Quote:
Originally Posted by maria_i_wilk
...najpierw opowiem: zastygnięcie, psy oba (husky i malamut) luzem, pyskami troche skosem do siebie. gardłowy warkot, taki 'groźny', niski z lędźwi, z modulacją. my ludzie stoimy wokół psów, choć głównie z jednej strony, w odległości około 2-3m, przyglądamy się bez komentowania. warczenie trwa i trwa. na zmianę warczenie nasila się to u jednego, to u drugiego. kąciki warg ściągnięte do przodu. żaden pysk nie odsuwa się. żaden z psów nie zmienia pozycji. mijają minuty (!) może pięć? i wtedy ktoś z nas idzie po rozum do głowy.
idziemy!
to zawsze już potem wtedy robiliśmy przy takich scenach. odeszliśmy. psy bez naporu publiczności, presji takiej jak powodują u wilków fladry, przerwały popis grożenia i podążyły za nami.
maria i wufi
|
Różnice w zachowaniu poszczególnych ras są fascynujące. My możemy oceniać to tylko na podstawie obserwacji własnych psiaków i ich relacji z towarzyszami - mieliśmy suczki: owczarka podhalańskiego (OP), niemieckiego (ON), kundelkę (K)i teraz (psa) wilczaka.

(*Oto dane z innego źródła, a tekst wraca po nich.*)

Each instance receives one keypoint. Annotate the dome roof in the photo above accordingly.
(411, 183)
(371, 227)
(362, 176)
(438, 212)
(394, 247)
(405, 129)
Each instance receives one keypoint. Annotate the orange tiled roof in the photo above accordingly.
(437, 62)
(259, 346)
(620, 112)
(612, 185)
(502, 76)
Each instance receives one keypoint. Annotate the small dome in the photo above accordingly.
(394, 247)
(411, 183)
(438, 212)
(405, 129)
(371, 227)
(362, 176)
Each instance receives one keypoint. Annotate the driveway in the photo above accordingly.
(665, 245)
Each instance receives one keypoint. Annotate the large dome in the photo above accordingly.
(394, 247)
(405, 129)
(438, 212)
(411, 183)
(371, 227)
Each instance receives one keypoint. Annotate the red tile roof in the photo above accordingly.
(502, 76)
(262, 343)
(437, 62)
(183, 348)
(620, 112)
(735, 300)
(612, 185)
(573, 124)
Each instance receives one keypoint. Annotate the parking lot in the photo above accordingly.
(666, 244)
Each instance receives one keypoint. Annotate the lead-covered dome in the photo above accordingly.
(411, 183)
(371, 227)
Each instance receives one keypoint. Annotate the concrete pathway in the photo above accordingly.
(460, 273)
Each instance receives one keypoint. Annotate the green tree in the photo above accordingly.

OP zasadniczo nie była agresywna, a raczej była obojętna wobec ludzi i psów. Do czasu... Jak tylko do mojej mamy próbował ktoś się zblizyć (pies albo człowiek), atakowała bez żadnego wyraźnego ostrzeżenia - w jednym momencie kładła po sobie, oczy z brązowych robiły się purpurowe i następował atak. Żadnego warknięcia, szczekania, szczerzenia zębów. Wyraźnie chciała "zabić" i to jak najszybciej. Przy reszcie domowników tylko uważnie patrzyła.
ON wszystkich ludzi uwielbiała, ale każdego psa musiała sobie podporządkować, a jak to się już stało, traktowała go jak najlepszego przyjaciela. Kundelka wobec całego świata była przyjacielska.
A Euryś... Zupełnie inaczej zachowuje się wobec wilczaków - tu pelna gama różnorodnych zachowń - i odmiennie wobec "innych". Ma swoich kumpli z różnych ras i wobec nich nie okazuje żadnej agresji, ale - jak zaczął dojrzewać - resztę towarzystwa od razu stara się zdominować. Trochę ostrzeżeń stosuje, ale chyba zanim dotrą do świadomości adresatów, już atakuje i to wcale nie są żarty. Może wynika to z braku możliwości - w obydwie strony - prawidłowego odczytywania wysyłanych sygnałów. Zastanawia nas jednak, że na wystawach od razu rozpoznaje wilczaki i do nich ciągnie, a na inne psy w ogóle nie zwraca uwagi.